To show you what I mean, here's relevant portions of a ZFS label (as dumped by 'zdb -l') for a device from one of our pools:

   txg: 5059313
   pool_guid: 756813639445667425
   top_guid: 4603657949260704837
   guid: 13307730581331167197
   vdev_children: 5
       type: 'mirror'
       id: 3
       guid: 4603657949260704837
       is_log: 0
           type: 'disk'
           id: 0
           guid: 7328257775812323847
           path: '/dev/disk/by-path/pci-0000:19:00.0-sas-phy3-lun-0-part6'
           type: 'disk'
           id: 1
           guid: 13307730581331167197
           path: '/dev/disk/by-path/pci-0000:00:17.0-ata-4-part6'

(For much more details that are somewhat out of date, see the ZFS On-Disk Specifications [pdf].)

Based on this label, 'zpool import' knows what the GUID of this vdev is, which disk of the vdev it's dealing with and where the other disk or disks in it are supposed to be found, the pool's GUID, how many vdevs the pool has in total (it has 5) and which specific vdev this is (it's the fourth of five; vdev numbering starts from 0). But it doesn't know anything about the other vdevs, except that they exist (or should exist).

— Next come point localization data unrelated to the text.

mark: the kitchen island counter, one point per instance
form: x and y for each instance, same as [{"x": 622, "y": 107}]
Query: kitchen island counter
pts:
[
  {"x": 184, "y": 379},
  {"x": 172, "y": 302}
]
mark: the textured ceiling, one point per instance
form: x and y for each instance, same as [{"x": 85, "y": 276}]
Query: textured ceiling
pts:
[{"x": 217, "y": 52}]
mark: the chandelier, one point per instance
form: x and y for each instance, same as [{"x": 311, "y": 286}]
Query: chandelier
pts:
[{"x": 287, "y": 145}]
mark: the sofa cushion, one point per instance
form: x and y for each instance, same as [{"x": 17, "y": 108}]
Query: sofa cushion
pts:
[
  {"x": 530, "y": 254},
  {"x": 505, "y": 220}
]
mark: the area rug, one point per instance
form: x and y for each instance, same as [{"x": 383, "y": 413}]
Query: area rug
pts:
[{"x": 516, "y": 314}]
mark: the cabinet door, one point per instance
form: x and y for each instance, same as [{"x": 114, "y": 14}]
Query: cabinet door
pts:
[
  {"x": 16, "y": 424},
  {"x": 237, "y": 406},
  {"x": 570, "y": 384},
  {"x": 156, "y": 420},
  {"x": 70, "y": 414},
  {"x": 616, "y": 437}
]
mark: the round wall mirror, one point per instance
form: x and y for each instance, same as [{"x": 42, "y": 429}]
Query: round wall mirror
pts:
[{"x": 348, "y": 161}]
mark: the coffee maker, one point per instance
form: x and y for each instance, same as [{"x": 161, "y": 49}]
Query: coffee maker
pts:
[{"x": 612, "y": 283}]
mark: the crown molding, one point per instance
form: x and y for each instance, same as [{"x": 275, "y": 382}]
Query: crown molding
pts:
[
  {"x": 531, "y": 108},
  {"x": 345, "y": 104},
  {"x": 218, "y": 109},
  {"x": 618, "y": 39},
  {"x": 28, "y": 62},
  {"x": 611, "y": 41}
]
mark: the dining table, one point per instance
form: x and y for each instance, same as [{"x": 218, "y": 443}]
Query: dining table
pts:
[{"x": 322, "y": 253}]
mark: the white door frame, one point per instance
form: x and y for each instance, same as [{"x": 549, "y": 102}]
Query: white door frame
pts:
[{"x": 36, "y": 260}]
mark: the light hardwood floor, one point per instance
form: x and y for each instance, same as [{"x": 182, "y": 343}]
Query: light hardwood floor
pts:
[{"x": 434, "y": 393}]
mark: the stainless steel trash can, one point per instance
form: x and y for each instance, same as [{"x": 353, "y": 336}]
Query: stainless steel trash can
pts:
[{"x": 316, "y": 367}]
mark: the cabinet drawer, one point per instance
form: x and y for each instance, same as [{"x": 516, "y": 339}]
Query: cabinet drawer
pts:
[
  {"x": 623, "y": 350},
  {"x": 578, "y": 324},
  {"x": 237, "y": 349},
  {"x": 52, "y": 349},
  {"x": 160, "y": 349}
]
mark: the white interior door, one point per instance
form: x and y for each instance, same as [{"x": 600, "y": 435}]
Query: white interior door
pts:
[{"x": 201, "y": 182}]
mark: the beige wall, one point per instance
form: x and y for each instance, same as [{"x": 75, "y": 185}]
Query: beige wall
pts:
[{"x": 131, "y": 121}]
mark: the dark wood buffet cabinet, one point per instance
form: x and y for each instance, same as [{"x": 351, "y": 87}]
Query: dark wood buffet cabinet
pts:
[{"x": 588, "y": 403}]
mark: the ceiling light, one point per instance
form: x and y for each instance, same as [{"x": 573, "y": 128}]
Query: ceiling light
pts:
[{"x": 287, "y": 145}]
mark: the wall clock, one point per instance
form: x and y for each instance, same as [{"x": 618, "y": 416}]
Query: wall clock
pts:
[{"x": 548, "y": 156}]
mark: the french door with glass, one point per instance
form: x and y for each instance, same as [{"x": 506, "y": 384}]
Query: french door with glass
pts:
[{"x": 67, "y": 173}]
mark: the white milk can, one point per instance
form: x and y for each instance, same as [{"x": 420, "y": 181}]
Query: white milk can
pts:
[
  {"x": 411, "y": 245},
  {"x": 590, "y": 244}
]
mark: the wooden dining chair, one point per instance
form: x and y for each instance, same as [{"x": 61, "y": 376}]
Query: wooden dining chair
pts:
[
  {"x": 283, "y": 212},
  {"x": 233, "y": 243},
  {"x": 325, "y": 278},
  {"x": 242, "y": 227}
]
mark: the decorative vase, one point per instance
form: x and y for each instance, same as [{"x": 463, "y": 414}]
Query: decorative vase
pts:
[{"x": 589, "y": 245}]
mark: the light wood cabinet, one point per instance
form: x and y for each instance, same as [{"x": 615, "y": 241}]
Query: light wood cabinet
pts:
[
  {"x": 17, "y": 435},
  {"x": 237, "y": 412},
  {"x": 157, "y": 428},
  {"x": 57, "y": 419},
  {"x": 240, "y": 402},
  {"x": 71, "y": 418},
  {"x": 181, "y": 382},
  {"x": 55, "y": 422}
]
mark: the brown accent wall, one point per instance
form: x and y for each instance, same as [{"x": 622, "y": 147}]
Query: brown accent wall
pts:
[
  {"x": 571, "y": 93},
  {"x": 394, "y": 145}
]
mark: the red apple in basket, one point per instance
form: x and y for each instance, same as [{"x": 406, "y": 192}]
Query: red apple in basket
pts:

When zpool assembles the pool configuration, it will use the best information it has for each vdev, where the 'best' is taken to be the vdev label with the highest txg (transaction group number). The label with the highest txg for the entire pool is used to determine how many vdevs the pool is supposed to have. Note that there's no check that the best label for a particular vdev has a txg that is anywhere near the pool's (assumed) current txg. This means that if all of the modern devices for a particular vdev disappear and a very old device for it reappears, it's possible for zpool to assemble a (user-level) configuration that claims that the old device is that vdev (or the only component available for that vdev, which might be enough if the vdev is a mirror).

If zpool can't find any labels for a particular vdev, all it can do in the configuration is fill in an artificial 'there is a vdev missing' marker; it doesn't even know whether it was a raidz or a mirrored vdev, or how much data is on it. When 'zpool import' prints the resulting configuration, it doesn't explicitly show these missing vdevs; if I'm reading the code right, your only clue as to where they are is that the pool configuration will abruptly skip from, eg, 'mirror-0' to 'mirror-2' without reporting 'mirror-1'.

There's an additional requirement for a working pool configuration, although it's only checked by the kernel, not zpool. The pool uberblocks have a ub_guid_sum field, which must match the sum of all GUIDs in the vdev tree. If the GUID sum doesn't match, you'll get one of those frustrating 'a device is missing somewhere' errors on pool import. An entirely missing vdev naturally forces this to happen, since all of its GUIDs are unknown and obviously not contributing what they should be to this sum. I don't know how this interacts with better ZFS pool recovery.